Given a bloom filter of size N-bits and K hash functions, of which M-bits (where M <= N) of the filter are set.

Is it possible to approximate the number of elements inserted into the bloom filter?

Simple Example

I've been mulling over the following example, assuming a BF of 100-bits and 5 hash functions where 10-bits are set...

Best case scenario: Assuming the hash functions are really perfect and uniquely map a bit for some X number of values, then given 10-bits have been set we can say that there has only been 2 elements inserted into the BF

Worst case scenario: Assuming the hash functions are bad and consistently map to the same bit (yet unique amongst each other), then we can say 10 elements have been inserted into the BF

The range seems to be [2,10] where abouts in this range is probably determined by the false-positive probability of filter - I'm stuck at this point.

Answer 1

This question worries me a bit because there are better algorithms for approximately counting the number of distinct elements with small amounts of storage.

Nevertheless, if we must use a Bloom filter, let's assume that the hash functions are random oracles (all values chosen independently, or "really perfect", not to be confused with perfect hashing).
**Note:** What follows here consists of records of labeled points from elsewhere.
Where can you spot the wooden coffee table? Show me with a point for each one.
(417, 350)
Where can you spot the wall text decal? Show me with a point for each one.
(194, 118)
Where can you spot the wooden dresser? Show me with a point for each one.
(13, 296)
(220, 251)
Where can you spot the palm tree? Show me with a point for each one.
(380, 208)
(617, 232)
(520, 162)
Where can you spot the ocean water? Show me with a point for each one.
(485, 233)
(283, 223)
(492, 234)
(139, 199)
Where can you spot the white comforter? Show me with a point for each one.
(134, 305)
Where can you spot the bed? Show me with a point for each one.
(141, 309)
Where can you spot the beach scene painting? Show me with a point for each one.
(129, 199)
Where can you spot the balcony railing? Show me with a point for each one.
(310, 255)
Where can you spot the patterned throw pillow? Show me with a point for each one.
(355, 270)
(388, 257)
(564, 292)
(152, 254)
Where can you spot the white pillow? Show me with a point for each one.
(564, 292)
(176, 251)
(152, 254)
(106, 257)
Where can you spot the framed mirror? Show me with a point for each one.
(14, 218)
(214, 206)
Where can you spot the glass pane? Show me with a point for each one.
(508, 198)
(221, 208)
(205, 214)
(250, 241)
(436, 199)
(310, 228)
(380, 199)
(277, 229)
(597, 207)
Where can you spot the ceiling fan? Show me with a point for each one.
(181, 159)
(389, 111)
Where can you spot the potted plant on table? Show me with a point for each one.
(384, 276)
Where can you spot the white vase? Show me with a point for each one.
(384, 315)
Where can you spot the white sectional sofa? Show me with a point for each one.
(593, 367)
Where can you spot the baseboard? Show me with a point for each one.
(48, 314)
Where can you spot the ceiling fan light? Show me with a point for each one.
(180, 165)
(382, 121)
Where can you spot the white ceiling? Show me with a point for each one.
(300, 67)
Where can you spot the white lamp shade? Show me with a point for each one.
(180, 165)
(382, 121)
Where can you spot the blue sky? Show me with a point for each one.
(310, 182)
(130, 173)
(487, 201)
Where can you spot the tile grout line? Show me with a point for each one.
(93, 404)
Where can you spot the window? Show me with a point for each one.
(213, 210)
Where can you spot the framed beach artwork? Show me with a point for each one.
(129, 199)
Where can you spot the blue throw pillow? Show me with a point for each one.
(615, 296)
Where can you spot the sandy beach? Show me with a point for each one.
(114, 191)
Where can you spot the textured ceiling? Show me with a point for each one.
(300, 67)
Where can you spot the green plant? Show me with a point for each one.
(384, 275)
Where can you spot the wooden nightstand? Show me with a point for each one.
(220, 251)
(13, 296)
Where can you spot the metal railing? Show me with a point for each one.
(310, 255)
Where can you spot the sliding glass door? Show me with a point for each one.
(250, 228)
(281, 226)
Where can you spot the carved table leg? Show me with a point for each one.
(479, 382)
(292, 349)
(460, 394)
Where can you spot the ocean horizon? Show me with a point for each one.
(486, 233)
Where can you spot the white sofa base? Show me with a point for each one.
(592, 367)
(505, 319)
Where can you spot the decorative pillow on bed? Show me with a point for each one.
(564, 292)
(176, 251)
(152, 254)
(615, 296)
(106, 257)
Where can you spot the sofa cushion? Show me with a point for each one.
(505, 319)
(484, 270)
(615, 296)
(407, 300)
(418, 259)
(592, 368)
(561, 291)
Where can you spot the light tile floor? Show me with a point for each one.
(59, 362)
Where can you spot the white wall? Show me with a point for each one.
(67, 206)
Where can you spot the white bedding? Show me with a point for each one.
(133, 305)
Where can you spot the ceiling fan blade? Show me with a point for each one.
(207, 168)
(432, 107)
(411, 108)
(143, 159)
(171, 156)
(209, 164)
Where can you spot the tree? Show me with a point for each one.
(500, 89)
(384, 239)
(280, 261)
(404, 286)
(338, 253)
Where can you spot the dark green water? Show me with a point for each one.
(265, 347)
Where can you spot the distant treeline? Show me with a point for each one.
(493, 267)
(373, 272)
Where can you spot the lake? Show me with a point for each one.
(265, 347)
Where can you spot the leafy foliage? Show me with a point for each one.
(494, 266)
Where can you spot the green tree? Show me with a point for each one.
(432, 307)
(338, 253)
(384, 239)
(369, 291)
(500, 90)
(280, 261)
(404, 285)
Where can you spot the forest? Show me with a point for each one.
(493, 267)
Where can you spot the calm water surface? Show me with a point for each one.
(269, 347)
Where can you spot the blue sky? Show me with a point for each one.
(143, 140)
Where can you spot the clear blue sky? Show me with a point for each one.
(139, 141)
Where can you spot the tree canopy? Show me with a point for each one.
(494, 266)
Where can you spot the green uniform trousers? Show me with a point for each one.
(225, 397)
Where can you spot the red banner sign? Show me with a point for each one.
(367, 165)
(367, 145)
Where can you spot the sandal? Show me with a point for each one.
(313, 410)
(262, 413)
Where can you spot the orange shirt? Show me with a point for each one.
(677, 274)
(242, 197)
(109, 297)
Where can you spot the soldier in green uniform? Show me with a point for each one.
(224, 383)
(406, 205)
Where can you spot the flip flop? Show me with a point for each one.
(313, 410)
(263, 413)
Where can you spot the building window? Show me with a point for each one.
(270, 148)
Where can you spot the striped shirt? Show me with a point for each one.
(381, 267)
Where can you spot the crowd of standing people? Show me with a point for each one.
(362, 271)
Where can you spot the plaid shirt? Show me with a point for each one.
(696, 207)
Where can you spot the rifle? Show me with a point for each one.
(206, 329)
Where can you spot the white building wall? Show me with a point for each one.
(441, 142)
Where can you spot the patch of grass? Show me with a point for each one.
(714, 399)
Now we have a balls and bins problem: given that M of N bins have balls in them, how many balls did we throw? Let B be the number of balls thrown; the number of items is B/K, since for each item we throw K balls.
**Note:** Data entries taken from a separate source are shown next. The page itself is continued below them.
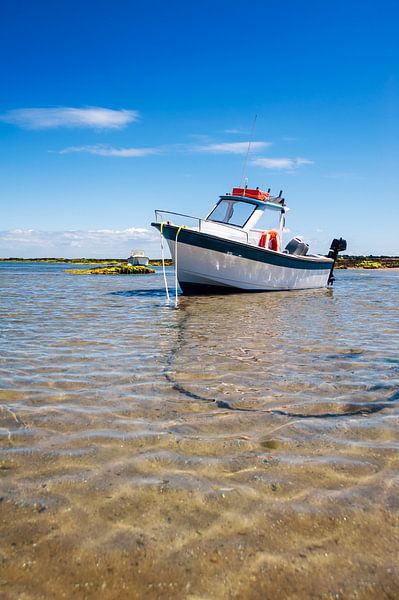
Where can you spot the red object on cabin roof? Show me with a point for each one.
(256, 194)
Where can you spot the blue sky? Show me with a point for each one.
(109, 110)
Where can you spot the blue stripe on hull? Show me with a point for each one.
(211, 242)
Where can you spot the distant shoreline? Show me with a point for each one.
(86, 261)
(343, 262)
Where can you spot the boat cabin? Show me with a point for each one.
(235, 216)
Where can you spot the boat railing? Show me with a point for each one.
(201, 222)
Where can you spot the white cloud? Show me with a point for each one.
(287, 164)
(102, 150)
(49, 118)
(76, 243)
(234, 131)
(231, 147)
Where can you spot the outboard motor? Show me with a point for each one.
(297, 246)
(336, 246)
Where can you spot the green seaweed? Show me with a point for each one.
(118, 269)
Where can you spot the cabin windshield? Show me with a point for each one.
(232, 212)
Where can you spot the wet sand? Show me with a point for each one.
(239, 447)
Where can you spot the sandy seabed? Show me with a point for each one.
(240, 447)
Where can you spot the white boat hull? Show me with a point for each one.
(204, 267)
(206, 263)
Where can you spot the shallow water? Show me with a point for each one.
(242, 446)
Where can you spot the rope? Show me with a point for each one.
(163, 266)
(176, 282)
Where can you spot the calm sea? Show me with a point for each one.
(241, 446)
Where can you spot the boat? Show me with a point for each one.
(225, 251)
(138, 258)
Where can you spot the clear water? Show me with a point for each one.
(241, 446)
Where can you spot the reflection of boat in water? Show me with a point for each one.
(225, 252)
(138, 258)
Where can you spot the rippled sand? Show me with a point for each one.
(238, 447)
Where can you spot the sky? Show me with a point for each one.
(110, 110)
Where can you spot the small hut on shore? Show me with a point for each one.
(138, 258)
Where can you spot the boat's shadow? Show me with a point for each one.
(144, 293)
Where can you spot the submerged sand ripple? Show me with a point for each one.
(240, 447)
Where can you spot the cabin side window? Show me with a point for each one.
(232, 212)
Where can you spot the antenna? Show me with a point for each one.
(244, 168)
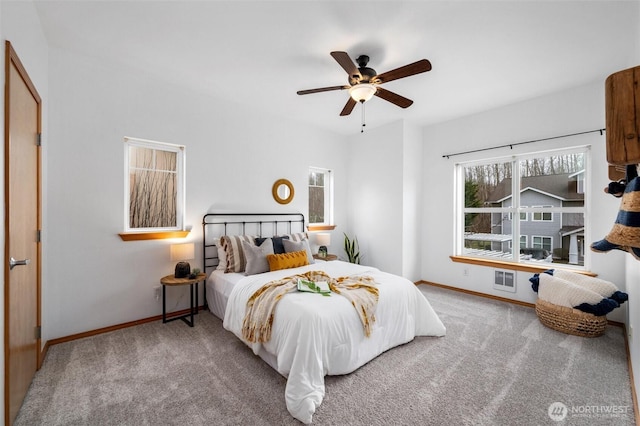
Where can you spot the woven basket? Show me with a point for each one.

The standard approximation for balls and bins processes is to model each bin as an independent Poisson process; the time before a bin becomes occupied is exponentially distributed. Letting 1 be the time it takes to throw all of the balls, the maximum likelihood estimate λ of the rate of this exponential distribution satisfies Pr(Exponential[λ] < 1) = M/N, so 1 - exp(-λ) = M/N and λ = -log(1 - M/N). The parameter λ is akin to the number of balls, so the estimate for the number of items is B ≈ -N log(1 - M/N)/K.

EDIT: There are N bins, so we need to multiply by N.

Answer 2

The entry at Wikipedia gives you a formula for the probability of any particular bit being set, assuming that the hash functions make everything random. This is 1 - (1-1/m)^kn. Since there are m bits in the filter, this means that the expected/mean number of bits set will be m(1-(1-1/m)^kn). So you could come up with a reasonably plausible guess for n by choosing the n that makes this equal to the number of bits actually set.
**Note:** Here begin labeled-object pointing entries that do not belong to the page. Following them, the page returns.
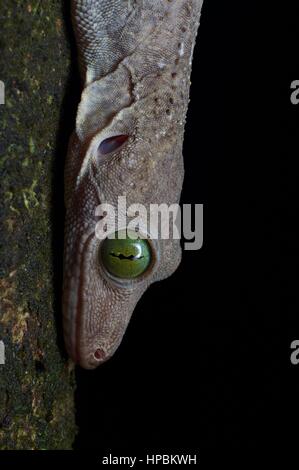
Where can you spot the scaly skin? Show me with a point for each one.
(135, 58)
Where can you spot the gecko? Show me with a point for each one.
(135, 59)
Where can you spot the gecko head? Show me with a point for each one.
(122, 147)
(105, 277)
(100, 299)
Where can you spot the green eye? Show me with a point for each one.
(126, 258)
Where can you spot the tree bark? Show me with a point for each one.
(36, 382)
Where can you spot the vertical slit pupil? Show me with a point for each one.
(112, 143)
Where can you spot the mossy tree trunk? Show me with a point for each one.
(36, 383)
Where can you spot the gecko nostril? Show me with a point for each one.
(99, 354)
(112, 143)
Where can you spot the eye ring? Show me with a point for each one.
(111, 144)
(123, 281)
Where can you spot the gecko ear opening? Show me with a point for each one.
(112, 144)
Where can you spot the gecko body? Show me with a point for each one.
(135, 60)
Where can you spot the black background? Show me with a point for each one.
(200, 364)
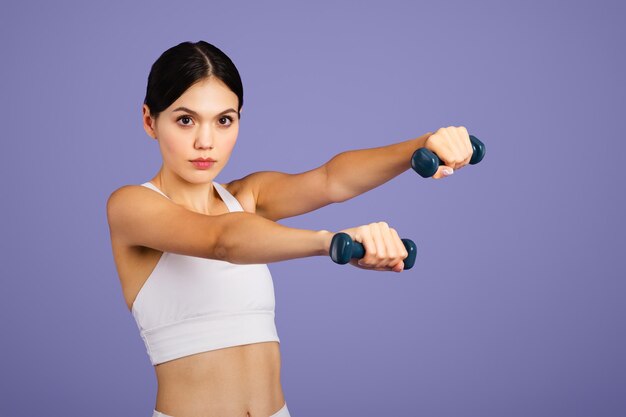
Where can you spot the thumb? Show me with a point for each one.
(443, 171)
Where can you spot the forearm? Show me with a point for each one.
(352, 173)
(247, 238)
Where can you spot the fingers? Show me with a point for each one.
(453, 147)
(384, 250)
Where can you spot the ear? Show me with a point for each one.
(148, 122)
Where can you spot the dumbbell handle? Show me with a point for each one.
(425, 162)
(343, 248)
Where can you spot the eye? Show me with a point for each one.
(228, 118)
(184, 117)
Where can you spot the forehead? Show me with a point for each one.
(208, 95)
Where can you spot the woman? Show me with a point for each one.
(191, 253)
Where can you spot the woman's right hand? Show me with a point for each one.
(384, 250)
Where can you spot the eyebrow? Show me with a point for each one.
(197, 115)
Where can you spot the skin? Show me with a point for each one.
(245, 380)
(183, 137)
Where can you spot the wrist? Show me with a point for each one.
(324, 239)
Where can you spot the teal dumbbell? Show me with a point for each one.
(343, 248)
(425, 162)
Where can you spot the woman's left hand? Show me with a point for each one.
(453, 147)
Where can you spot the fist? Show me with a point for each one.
(453, 147)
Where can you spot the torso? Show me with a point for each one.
(236, 381)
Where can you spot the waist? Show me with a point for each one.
(239, 376)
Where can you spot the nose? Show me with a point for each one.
(205, 138)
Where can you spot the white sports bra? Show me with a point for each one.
(190, 305)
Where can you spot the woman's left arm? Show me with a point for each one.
(278, 195)
(352, 173)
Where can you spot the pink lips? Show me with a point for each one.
(203, 164)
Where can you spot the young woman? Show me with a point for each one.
(191, 253)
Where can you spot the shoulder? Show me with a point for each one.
(243, 190)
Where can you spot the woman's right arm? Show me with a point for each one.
(140, 217)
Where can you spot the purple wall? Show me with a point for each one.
(515, 306)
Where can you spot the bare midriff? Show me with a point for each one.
(236, 381)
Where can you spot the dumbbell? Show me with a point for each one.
(425, 162)
(343, 248)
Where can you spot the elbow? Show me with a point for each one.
(223, 245)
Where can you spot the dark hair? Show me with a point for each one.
(183, 65)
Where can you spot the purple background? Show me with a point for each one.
(515, 306)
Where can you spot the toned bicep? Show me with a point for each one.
(138, 216)
(280, 195)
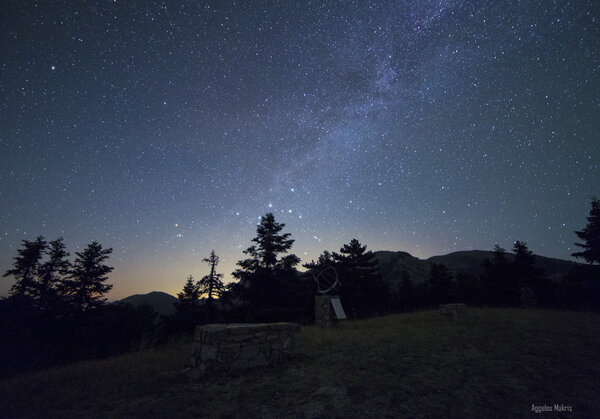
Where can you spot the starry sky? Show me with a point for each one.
(166, 129)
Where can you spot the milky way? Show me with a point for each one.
(164, 130)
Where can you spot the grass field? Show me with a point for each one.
(488, 363)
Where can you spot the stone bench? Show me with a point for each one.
(452, 310)
(227, 347)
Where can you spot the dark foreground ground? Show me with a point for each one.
(489, 363)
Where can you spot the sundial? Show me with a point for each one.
(328, 308)
(327, 280)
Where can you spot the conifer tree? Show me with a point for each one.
(86, 285)
(269, 243)
(211, 285)
(267, 279)
(590, 235)
(189, 296)
(52, 275)
(362, 289)
(26, 269)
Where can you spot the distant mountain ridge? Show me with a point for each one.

To get and idea of how accurate such a guess is likely to be, it would be nice to have an idea of the variance of the number of bits set. You can work this out exactly, but it is something of a pain in the neck. You can use the fact that Var(X) = E(X^2) - E(X)^2. In this case, E(X^2) depends mostly on the probability that pairs of bits will both be set, and you can work this out by considering the probability of statements like "bit 0 is set and bit 1 is clear and all the other bits are clear" and "bit 0 is clear" and "all bits except for 0 and 1 are clear".